We first address the respondent’s argument that his challenged conduct in 1993 and 1994 does not support a public censure. In doing so, we are mindful of our "ultimate authority to determine what sanctions, if any, to impose on members of the . . . bar whose conduct does not comport with the professional standards outlined in the Rules . . . for the protection of the public and preservation of the integrity of the legal profession." Wood’s Case, 137 N.H. 698, 701 (1993) (quotation and citation omitted). We are mindful that in determining discipline every case must be judged on its own facts and circumstances. See Welts' Case, 136 N.H. 588, 592 (1993).

In his brief, the respondent admits that the "failure to file the requisite probate documents between August of 1992 and June of 1994 . . . [was] prior to [his eye and hip] injuries and thus clearly not governed by the ADA." It is this conduct that serves as the primary source of his ethical violations. The conduct occurred primarily and substantially before the respondent was injured in August 1994 and it was exacerbated by his failure to seek further extension of the filing deadline after the original extension expired. His professional negligence and lack of diligence was, therefore, unrelated to any disability. Accordingly, we need not reach the respondent’s argument that the ADA affords him some protection for his ethical lapses.

The remaining issue is the determination of the proper sanction.
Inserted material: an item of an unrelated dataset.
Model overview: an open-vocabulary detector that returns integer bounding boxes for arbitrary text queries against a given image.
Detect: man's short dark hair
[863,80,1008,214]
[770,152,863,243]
In assessing the appropriateness of the referee’s recommendation of public censure, we must consider whether such a sanction, under the facts and circumstances of this case, is necessary "to protect the public, maintain public confidence in the bar, and preserve the integrity of the legal profession." Henderson’s Case, 130 N.H. 313, 315 (1988). We must also assess what sanction is likely to prevent similar misconduct in the future. See Astles' Case, 134 N.H. 602, 605 (1991). In calculating the proper remedy, we are mindful that discipline is not imposed as punishment, Silverstein’s Case, 108 N.H. 400, 401 (1967), and that relevant mitigating factors should be considered, Flint’s Case, 133 N.H. 685, 690 (1990).

In this case, the respondent identifies no viable mitigators. His injuries, although serious and unfortunate, were not the cause of his misconduct. Accordingly, they cannot afford him any protection. Further, although the respondent may have delegated the oversight of the estate to an associate, he remained counsel and Commissioner of record and thus responsible to ensure that the filings were made and duties discharged in a proper and timely fashion. By his own admission, he failed to do so. In addition, the respondent, who has been a member of the New Hampshire bar since 1987, has a prior disciplinary record. He was publicly censured in 1998 for allowing a civil case to default and in an unrelated disciplinary action, also in 1998, he received a public censure for admittedly co-mingling trust and operating accounts.

The respondent’s lack of diligence and competence in his handling of the Levigne estate over an extended period of time falls well below his ethical obligations and evidences a significant breach of professional responsibility. To suggest that prior sanctions on unrelated matters occurring in the same general time frame as the case before us render any further sanction unnecessary misses the mark. Sanctions relate to conduct, not to time periods. Independent violations warrant discrete sanctions.

We conclude that public censure will satisfy the stated purpose of protecting the public, maintaining public confidence in the bar, preserving the integrity of the legal profession, and deterring future misconduct. See Wood’s Case, 137 N.H. at 701. Accordingly, we order public censure on all the violations charged and further order that the respondent reimburse the Committee for all of its expenses, including legal fees, incurred in investigating and prosecuting this matter, and complete the practical skills course within twelve months. See Sup. Ct. R. 37(16).

The respondent’s remaining arguments lack merit and warrant no further discussion. See Vogel v. Vogel, 137 N.H. 321, 322 (1993).

So ordered.

BROCK, C.J., and NADEAU, DALIANIS and DUGGAN, JJ., concurred.